The row for https://remoteassistance.support.services.microsoft.com/screenshare is a means to track how many sessions the host has been part of. Its timestamp (expressed in Windows NT time format) shows the time the most recent session was joined.

The entry for https://remoteassistance.support.services.microsoft.com/status/ended reflects the end of a session. Its count will match the above, but its timestamp will show the end of the most recent session, allowing for accurate time bracketing.

A particularly useful value is at https://remoteassistance.support.services.microsoft.com/roleselection# (distinct from /roleselection with no #, and also distinct from /roleselection#argument1234567890…). The visit count for this row was observed to increment on the server host only during sessions when the client was given control via the Quick Assist session. Its timestamp reflects the most recent time when a remote entity was given control during a session.

Other files are created in the same subdirectory of the user’s AppData folder, and their timestamps reveal further information.

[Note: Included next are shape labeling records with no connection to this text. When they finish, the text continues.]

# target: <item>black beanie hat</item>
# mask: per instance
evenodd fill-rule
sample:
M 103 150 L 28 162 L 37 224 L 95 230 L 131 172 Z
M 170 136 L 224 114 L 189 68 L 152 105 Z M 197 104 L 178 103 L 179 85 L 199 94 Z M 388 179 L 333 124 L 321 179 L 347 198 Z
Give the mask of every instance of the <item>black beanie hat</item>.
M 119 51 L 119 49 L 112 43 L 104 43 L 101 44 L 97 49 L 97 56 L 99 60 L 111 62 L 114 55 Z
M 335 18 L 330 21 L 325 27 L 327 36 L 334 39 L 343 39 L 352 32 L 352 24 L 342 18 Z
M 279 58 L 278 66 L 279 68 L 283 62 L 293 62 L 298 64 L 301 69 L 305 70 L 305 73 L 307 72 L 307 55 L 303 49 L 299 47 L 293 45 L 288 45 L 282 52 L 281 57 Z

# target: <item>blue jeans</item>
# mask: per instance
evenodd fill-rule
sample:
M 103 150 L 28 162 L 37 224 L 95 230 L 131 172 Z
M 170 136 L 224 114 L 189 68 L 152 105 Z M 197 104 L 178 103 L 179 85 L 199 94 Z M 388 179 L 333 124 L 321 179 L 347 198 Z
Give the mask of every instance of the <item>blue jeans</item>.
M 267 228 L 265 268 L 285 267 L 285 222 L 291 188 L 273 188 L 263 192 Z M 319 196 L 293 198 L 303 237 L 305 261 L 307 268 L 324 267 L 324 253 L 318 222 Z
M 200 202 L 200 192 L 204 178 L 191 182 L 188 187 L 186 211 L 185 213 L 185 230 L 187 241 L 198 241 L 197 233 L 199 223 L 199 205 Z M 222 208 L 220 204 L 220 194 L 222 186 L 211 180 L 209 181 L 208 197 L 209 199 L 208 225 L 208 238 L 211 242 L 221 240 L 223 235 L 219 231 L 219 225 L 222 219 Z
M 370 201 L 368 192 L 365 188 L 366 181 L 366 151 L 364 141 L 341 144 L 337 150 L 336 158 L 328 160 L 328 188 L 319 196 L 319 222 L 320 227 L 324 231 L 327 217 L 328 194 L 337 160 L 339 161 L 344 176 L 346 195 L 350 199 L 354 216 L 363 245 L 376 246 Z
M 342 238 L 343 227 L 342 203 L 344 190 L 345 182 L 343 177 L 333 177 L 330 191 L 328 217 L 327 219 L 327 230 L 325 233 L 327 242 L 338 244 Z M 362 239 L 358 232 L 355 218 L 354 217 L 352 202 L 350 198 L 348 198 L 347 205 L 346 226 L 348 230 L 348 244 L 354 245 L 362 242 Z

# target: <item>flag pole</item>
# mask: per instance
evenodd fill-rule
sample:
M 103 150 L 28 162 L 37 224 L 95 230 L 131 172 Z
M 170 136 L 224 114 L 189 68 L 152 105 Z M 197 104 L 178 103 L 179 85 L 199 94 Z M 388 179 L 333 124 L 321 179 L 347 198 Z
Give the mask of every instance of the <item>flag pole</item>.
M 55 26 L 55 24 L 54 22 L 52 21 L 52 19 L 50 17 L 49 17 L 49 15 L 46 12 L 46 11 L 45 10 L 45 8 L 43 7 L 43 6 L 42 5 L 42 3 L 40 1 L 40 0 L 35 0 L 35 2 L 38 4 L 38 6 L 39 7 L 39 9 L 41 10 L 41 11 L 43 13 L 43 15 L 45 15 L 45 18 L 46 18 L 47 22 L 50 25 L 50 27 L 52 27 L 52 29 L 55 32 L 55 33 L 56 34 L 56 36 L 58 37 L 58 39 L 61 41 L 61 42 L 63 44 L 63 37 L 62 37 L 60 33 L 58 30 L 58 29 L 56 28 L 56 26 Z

A large number of subdirectories and files within the corresponding Quick Assist folder are not created until the application’s first session. The %LOCALAPPDATA%\Temp\QuickAssist\EBWebView\Default\Secure Preferences database is not created upon launch of quickassist.exe, but its creation date reflects the instantiation of the first session joined by the host.

“%LOCALAPPDATA%\Temp\QuickAssist\EBWebView\Default\Network Action Predictor” changes upon session establishment, so its Date Modified represents the beginning of the most recent screenshare session.

“%LOCALAPPDATA%\Temp\QuickAssist\EBWebView\Default\Network\DIPS” is updated on session state change (i.e. session started, control granted, control relinquished, session closed). This means that its Date Modified represents the END of the most recent screenshare session.

And quite notably, a .txt file (e.g. 000003.txt) is created within “%LOCALAPPDATA%\Temp\QuickAssist\EBWebView\Default\Session Storage”. It contains the remoteassistance (truncated) domain resolved during session establishment, but more importantly, a list of session establishment dates/times in human-readable format.

Taken together, these artifacts present a useful volume of information that can be taken as the starting point for further analysis.

In a future blog post, I’ll do some further digging into accessing other, encrypted databases, and how to better discern directionality of connections.

UPDATE: After confirming that databases can be decrypted via a script to retrieve keys through the DPAPI, I found nothing of substantial, incremental value in these databases.